For the record, I love Thanksgiving and am not a fan of putting up Christmas trees this early, but I can appreciate a feel-good holiday film anytime of the year.

Unfortunately for director David E. Talbert, this delivered few laughs and some grunts and sighs. It's to be expected, though, as these sorts of films make their rounds ad nauseam during the holidays.

Almost Christmas brings together a recognizable cast, which includes Danny Glover, Mo'Nique and Gabrielle Union, that surely makes the characters more appealing to moviegoers. The premise for this film surrounds a family reunion during Christmas in Birmingham, Alabama, months after Walter's (Glover) wife, Grace, dies. The once- functional family struggles to get along due to implicit and explicit frustrations among one another.

Ain't No Woman Like the One I Got by the Four Tops softly plays in the background as a very quick opening montage through the years shows how Walter, Grace and their family loved each other. What struck through the first half hour was a sense of composure, which some of these one-time holiday films usually fail to achieve.

As the five-day countdown until Christmas began, the comedic writing by Talbert kicked into gear and shoved more of the serious tones out of the window. Aunt May (Mo'Nique) is very outspoken and makes her presence known from the minute she appears. Most of the personal insults come from her, but not all were cringe-worthy. I even found myself laughing in-between the more heavy-handed jokes, but it was almost too obvious in moments that the stage was her's.

However, there were far too many cheesy moments and exactly that: heavy-handed jokes. Yeah, we get it, children love their iPhones and documenting everything for social media.

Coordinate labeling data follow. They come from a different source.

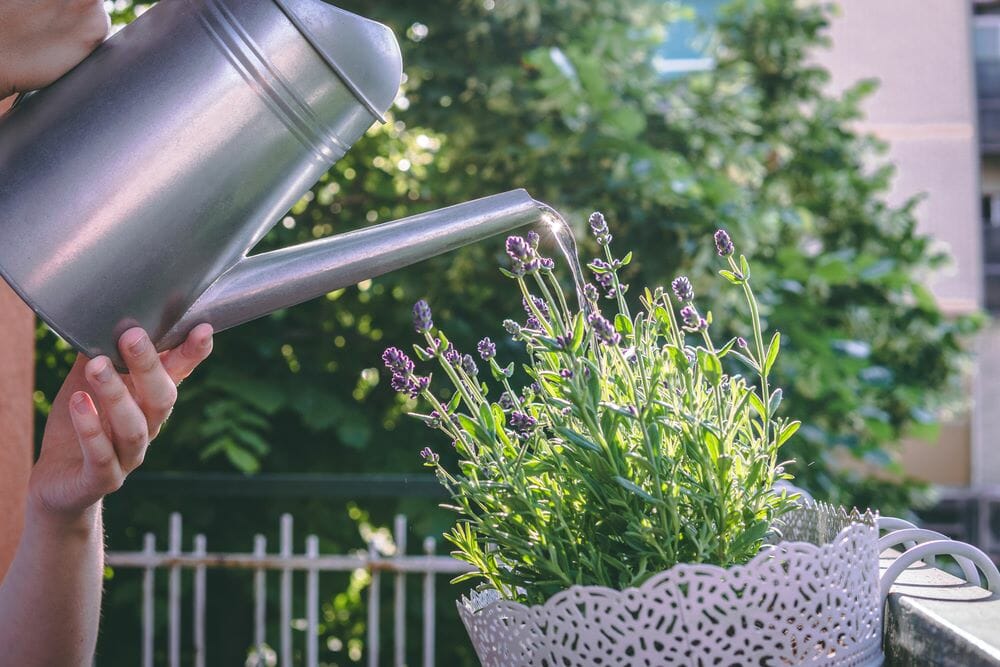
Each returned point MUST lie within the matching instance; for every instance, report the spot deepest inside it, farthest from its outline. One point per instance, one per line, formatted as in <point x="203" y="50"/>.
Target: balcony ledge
<point x="934" y="618"/>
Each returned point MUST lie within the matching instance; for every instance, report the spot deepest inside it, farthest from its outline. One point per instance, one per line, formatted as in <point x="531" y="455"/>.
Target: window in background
<point x="686" y="48"/>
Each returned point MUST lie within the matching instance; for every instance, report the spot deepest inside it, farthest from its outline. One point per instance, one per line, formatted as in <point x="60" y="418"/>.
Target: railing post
<point x="148" y="581"/>
<point x="259" y="599"/>
<point x="373" y="610"/>
<point x="174" y="594"/>
<point x="286" y="591"/>
<point x="429" y="605"/>
<point x="312" y="604"/>
<point x="199" y="603"/>
<point x="399" y="612"/>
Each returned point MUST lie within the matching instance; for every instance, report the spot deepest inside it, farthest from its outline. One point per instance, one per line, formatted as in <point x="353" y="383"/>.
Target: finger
<point x="102" y="471"/>
<point x="182" y="360"/>
<point x="129" y="433"/>
<point x="155" y="389"/>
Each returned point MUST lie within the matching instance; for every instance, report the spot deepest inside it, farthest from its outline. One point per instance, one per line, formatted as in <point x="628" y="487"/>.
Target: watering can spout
<point x="270" y="281"/>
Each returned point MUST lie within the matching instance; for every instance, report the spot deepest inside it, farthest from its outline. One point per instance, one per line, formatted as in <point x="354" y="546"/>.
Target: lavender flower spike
<point x="682" y="289"/>
<point x="723" y="243"/>
<point x="397" y="361"/>
<point x="692" y="320"/>
<point x="422" y="321"/>
<point x="522" y="423"/>
<point x="518" y="249"/>
<point x="487" y="349"/>
<point x="604" y="330"/>
<point x="599" y="226"/>
<point x="469" y="365"/>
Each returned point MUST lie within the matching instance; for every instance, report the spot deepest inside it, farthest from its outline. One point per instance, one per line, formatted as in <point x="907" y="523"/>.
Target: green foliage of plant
<point x="631" y="450"/>
<point x="562" y="98"/>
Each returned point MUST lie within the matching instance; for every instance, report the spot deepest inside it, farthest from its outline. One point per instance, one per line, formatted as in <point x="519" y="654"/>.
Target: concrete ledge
<point x="934" y="618"/>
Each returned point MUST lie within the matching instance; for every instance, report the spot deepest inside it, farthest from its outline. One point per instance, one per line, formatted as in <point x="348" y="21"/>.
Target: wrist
<point x="82" y="523"/>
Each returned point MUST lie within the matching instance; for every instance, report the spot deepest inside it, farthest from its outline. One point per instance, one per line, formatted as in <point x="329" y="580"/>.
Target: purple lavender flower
<point x="540" y="305"/>
<point x="682" y="289"/>
<point x="522" y="256"/>
<point x="418" y="384"/>
<point x="469" y="365"/>
<point x="690" y="316"/>
<point x="692" y="320"/>
<point x="522" y="423"/>
<point x="723" y="244"/>
<point x="400" y="383"/>
<point x="397" y="361"/>
<point x="599" y="226"/>
<point x="453" y="356"/>
<point x="518" y="249"/>
<point x="422" y="321"/>
<point x="487" y="349"/>
<point x="603" y="329"/>
<point x="607" y="283"/>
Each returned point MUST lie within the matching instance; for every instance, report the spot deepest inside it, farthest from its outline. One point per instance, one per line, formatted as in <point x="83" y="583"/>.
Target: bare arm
<point x="40" y="40"/>
<point x="100" y="426"/>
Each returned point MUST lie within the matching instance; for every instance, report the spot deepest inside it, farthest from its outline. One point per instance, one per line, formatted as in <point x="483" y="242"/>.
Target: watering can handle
<point x="928" y="544"/>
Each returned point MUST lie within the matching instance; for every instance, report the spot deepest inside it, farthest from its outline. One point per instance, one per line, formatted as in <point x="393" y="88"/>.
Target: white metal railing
<point x="285" y="562"/>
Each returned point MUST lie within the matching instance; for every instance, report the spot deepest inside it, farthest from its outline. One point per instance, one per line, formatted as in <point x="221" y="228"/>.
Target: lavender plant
<point x="629" y="450"/>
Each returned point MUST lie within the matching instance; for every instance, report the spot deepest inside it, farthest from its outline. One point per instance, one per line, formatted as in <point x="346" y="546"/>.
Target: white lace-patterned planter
<point x="812" y="599"/>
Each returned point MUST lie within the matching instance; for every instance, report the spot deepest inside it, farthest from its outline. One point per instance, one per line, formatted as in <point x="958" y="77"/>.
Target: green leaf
<point x="578" y="332"/>
<point x="578" y="439"/>
<point x="710" y="366"/>
<point x="623" y="325"/>
<point x="757" y="404"/>
<point x="628" y="485"/>
<point x="772" y="352"/>
<point x="744" y="267"/>
<point x="787" y="432"/>
<point x="774" y="402"/>
<point x="731" y="277"/>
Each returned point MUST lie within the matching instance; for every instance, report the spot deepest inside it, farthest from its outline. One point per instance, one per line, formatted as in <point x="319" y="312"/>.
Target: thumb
<point x="102" y="472"/>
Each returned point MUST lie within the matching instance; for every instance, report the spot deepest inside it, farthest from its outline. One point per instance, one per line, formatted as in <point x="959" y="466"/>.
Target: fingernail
<point x="103" y="374"/>
<point x="139" y="345"/>
<point x="79" y="402"/>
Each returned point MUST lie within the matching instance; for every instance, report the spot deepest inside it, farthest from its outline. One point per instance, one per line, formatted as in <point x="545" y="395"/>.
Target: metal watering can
<point x="133" y="188"/>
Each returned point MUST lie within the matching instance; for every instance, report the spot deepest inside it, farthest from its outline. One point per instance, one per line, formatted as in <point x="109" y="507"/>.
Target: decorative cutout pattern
<point x="812" y="599"/>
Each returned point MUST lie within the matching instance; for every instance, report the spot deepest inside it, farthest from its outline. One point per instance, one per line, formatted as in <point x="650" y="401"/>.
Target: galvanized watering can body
<point x="132" y="189"/>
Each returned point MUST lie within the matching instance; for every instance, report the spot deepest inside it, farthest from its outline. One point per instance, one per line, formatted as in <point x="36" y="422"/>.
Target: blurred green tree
<point x="562" y="97"/>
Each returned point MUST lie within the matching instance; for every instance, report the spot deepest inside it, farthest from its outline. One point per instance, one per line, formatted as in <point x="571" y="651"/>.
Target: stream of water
<point x="563" y="235"/>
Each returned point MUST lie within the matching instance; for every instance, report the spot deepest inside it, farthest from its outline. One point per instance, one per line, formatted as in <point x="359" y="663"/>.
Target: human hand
<point x="88" y="449"/>
<point x="40" y="40"/>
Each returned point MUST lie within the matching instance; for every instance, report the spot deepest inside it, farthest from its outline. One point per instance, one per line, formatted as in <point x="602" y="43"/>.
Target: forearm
<point x="50" y="598"/>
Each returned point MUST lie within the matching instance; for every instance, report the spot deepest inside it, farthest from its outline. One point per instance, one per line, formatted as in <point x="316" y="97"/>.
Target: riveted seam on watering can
<point x="276" y="92"/>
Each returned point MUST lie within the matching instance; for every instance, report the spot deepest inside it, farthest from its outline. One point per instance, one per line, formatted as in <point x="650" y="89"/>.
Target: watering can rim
<point x="331" y="60"/>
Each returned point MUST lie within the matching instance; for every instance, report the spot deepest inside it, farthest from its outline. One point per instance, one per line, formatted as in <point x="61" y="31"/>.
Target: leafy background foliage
<point x="558" y="96"/>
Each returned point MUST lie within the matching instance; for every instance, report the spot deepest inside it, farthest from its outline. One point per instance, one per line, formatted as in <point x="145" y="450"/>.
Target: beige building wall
<point x="925" y="107"/>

But do we need to hear them shout, "Worldstar!"? Yeah, we also get that Uncle Lonnie (J.B. Smoove) is making Santa Claus butt jokes, but you don't need to linger on the fact that they're butt jokes. Make 'em and move forward, except for the Worldstar joke. Don't ever make that joke again.

The movie also introduces Jessie T. Usher for the first time since Independence Day: Resurgence. Usher plays Evan, Walter's son and a star college football athlete who has everything, yet is addicted to painkillers he was prescribed for his once-injured shoulder. The film uses his drug use to teach a lesson later in the film that was oddly placed in-between another conflict.

Rachel (Union) and her sister, Cheryl (Kimberly Elise), have a bad relationship to boot which ends up being the best relationship/conflict throughout the film. The other relationships were … eh, forgettable. There's a weaker subplot which involves Christian (Romany Malco), Walter's son-turned-politician, and it feels like it's no more than a stopgap for the "Christmas miracle" of the film. It was added to the list of generic moments triggered by the film's screenplay.

Glover adds little to the film as it moves on other than stopping arguments and reminding his children and family that they need to love rather than shout. It's understandable why he's soft-spoken throughout the entire film after losing his wife, but this showcases that his best acting days may be behind him.

I feel the movie will resonate well with audiences that can truly relate to the dysfunction of dinners during the holidays. There were many specific moments where the theater was in raucous laughter and others that struck heartstrings. There's fun found in a dancing scene, and Almost Christmas ends as it began: with the Four Tops. Seriously speaking, it ends on a feel-good note and is tolerable, but it just doesn't bring enough to the table to break out of its generic shell.